Materials, dimensions and ergonomics: the right reflexes

The choice of materials for a laboratory fume hood directly influences its strength, longevity, and ease of maintenance. Stainless steel is often preferred for its rust-proof properties and ability to resist corrosive chemicals. Some models also include tempered glass or epoxy surfaces for better visibility and easier cleaning.

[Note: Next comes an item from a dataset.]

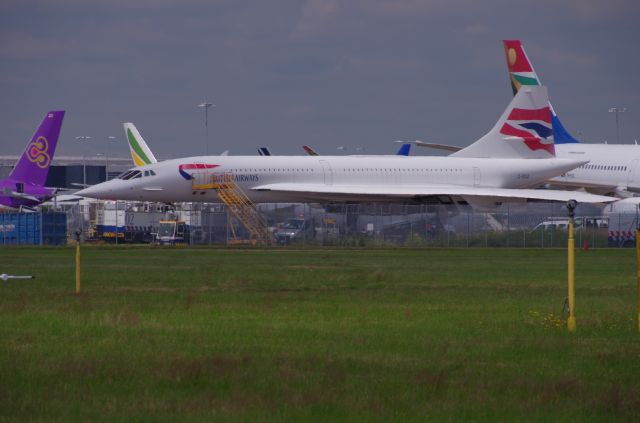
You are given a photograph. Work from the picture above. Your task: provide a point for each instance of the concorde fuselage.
(171, 180)
(610, 166)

The work surface , the height of the visor and the angle of the front (inclined or vertical) must be chosen according to the morphology of the users and the type of handling. Well-thought-out ergonomics limits musculoskeletal disorders (MSDs) and improves the efficiency of movements. Also consider the internal work volume , especially if you use bulky equipment or work with several people.

Maintenance, alarms and integrated security

A high-performance laboratory fume hood should be designed to facilitate maintenance and ensure continuous safety. Check for built-in alarm systems, such as insufficient airflow alerts, filter saturation indicators, or service indicator lights. These features allow for rapid response in the event of a fault.

When it comes to maintenance, choose a hood with easily accessible filters that can be washed or replaced without complex tools. Some hoods also allow quick access to the plenum (air distribution box) to check for leaks or proper turbine operation. Simplified maintenance extends the life of the equipment and reduces operating costs.

Airflow and suction performance

The airflow of a laboratory fume hood is a fundamental criterion for ensuring effective extraction of vapors, dust, or microorganisms. An improperly calibrated airflow can compromise user protection and filter effectiveness. The ideal is a controlled laminar or turbulent flow, adapted to the type of substances handled.

The most efficient hoods have automatic flow control systems, which adjust in real time depending on the workload or filter clogging. Also check the suction power and the coverage of the capture area, which must encompass the entire work surface, including depth. Good capture limits the spread of contaminants in the laboratory.